Ella estudiaba arquitectura, yo buscaba algo y el destino nos cito en una catedral gótica: ella empeñada en trazar el boceto de unos arcos en su libreta, yo en busca de un fugaz rayo de luz que cruzase la foto en el momento exacto.
No nos vimos, tropezamos en medio de la sala y entablamos un breve tango plagado de disculpas hasta que logramos establecer un orden en nuestras tareas.
Lo reconozco, no era muy buena dibujando, pero tenía una magia especial para captar las dimensiones. Bajo su escala de grises todo tenía mejor aspecto, las luces, el espacio… Todas esas cosas que existen mientras las ignoramos.
A veces sonreía y el tiempo se quedaba congelado en esa sonrisa. Al menos así lo recuerdo… a veces me hago trampas al recordar. A veces prefiero hacerme trampas.

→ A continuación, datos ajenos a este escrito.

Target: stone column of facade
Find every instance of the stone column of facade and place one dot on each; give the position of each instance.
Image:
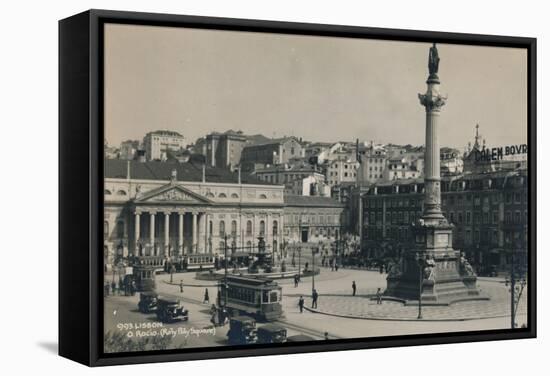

A ella no le gustaban mis fotografías, siempre les faltaba algo. Sin saberlo yo también notaba esa ausencia y llevo desde aquellos días en busca de ese algo que nunca aparece. Cada vez que creo tenerlo en el encuadre se escapa aleteando. Quizás, me consuelo, en eso consista hacer fotografías.
A mi me gustaban las iglesias románicas, ella prefería las catedrales góticas. El románico es más pequeño, me parece más honesto, sostuve a modo de débil explicación.
Ella negó con la cabeza y sonrió con los ojos. En todos mis libros de arquitectura aún no he visto aparecer la palabra honestidad una sola vez.